In an industry often dominated by institutional capital and publicly listed giants, Nexus International has charted a different path. At the center of this trajectory is Gurhan Kiziloz, the company’s founder and chief executive, whose decision to maintain full control has defined both the pace and the character of the company’s growth.
The global gaming industry has historically rewarded scale. Operators such as Flutter Entertainment, Entain, and Bet365 have expanded through mergers, public listings, and private equity backing, leveraging external capital to secure market share. Nexus stands out as a counterexample. Since its inception, the company has remained fully self-financed, reinvesting earnings to expand into new markets rather than drawing on outside investors.
This founder-led approach has enabled Nexus to reach more than 40 markets worldwide and secure a place among the top 100 gaming operators by revenue, reporting $546 million in the first half of 2025. For Kiziloz, the decision to retain ownership is less about defiance and more about discipline. Without a board or shareholder base to satisfy, the company can prioritize long-term positioning over short-term quarterly results.
Central to this model is Nexus’s governance structure, or lack thereof. Unlike most operators at comparable scale, Nexus does not operate with a conventional board of directors. Instead, Kiziloz oversees the strategic direction directly, supported by a lean senior team. This structure has allowed Nexus to make rapid moves, including its expansion into Brazil following the country’s regulatory approval of sports betting.
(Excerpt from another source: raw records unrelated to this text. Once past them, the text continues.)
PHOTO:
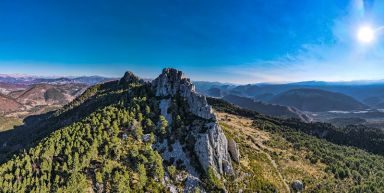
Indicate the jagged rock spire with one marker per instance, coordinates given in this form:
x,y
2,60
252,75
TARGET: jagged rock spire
x,y
172,82
211,147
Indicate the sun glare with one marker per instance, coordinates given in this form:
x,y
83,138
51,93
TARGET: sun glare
x,y
366,34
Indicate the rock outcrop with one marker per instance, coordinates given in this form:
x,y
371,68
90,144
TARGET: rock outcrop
x,y
211,146
172,82
129,77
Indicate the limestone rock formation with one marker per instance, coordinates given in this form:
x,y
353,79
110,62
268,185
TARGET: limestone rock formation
x,y
172,82
211,146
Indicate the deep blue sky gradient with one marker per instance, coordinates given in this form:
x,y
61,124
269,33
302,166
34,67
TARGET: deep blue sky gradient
x,y
210,40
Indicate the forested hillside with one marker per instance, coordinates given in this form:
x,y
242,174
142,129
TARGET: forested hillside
x,y
160,136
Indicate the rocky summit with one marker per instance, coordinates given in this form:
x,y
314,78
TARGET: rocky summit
x,y
211,146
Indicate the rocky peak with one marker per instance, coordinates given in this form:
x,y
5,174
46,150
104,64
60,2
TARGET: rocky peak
x,y
129,77
172,82
211,146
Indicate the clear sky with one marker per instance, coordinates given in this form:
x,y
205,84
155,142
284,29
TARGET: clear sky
x,y
241,41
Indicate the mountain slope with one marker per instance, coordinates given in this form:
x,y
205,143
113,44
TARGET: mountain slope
x,y
317,100
267,109
8,104
284,151
121,136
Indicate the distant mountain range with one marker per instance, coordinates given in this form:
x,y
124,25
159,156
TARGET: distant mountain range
x,y
369,93
315,100
267,109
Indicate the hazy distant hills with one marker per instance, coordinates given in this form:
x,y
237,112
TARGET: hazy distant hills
x,y
369,93
316,100
267,109
22,95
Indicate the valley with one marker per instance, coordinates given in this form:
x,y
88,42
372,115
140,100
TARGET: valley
x,y
342,104
160,135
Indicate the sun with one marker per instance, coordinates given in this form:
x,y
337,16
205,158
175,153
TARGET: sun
x,y
366,34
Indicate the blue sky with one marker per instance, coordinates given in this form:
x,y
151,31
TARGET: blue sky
x,y
242,41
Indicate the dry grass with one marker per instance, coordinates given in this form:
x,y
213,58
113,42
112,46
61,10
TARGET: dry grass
x,y
280,163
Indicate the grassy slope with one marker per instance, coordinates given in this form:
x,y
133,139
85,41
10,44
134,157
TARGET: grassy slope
x,y
322,166
7,123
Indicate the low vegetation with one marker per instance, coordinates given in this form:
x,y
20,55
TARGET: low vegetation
x,y
320,164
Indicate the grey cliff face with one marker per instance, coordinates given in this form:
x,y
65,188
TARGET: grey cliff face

While critics of this approach point to the risks of concentrating authority in one individual, the results thus far suggest that the trade-off has been favorable. Nexus’s rapid revenue growth and geographic diversification show the advantages of agility in an industry where regulation, technology, and consumer behavior can shift quickly.
Kiziloz is quick to acknowledge that speed alone does not guarantee success. The company’s growth has been anchored by what he describes as “measured execution”, a willingness to prioritize select markets, deploy capital efficiently, and avoid overextension. The São Paulo regional hub, launched in mid-2025, reflects this approach. Rather than dispersing resources across multiple emerging jurisdictions, Nexus concentrated on Brazil, where market projections suggest $3–4 billion in gross gaming revenue by 2026.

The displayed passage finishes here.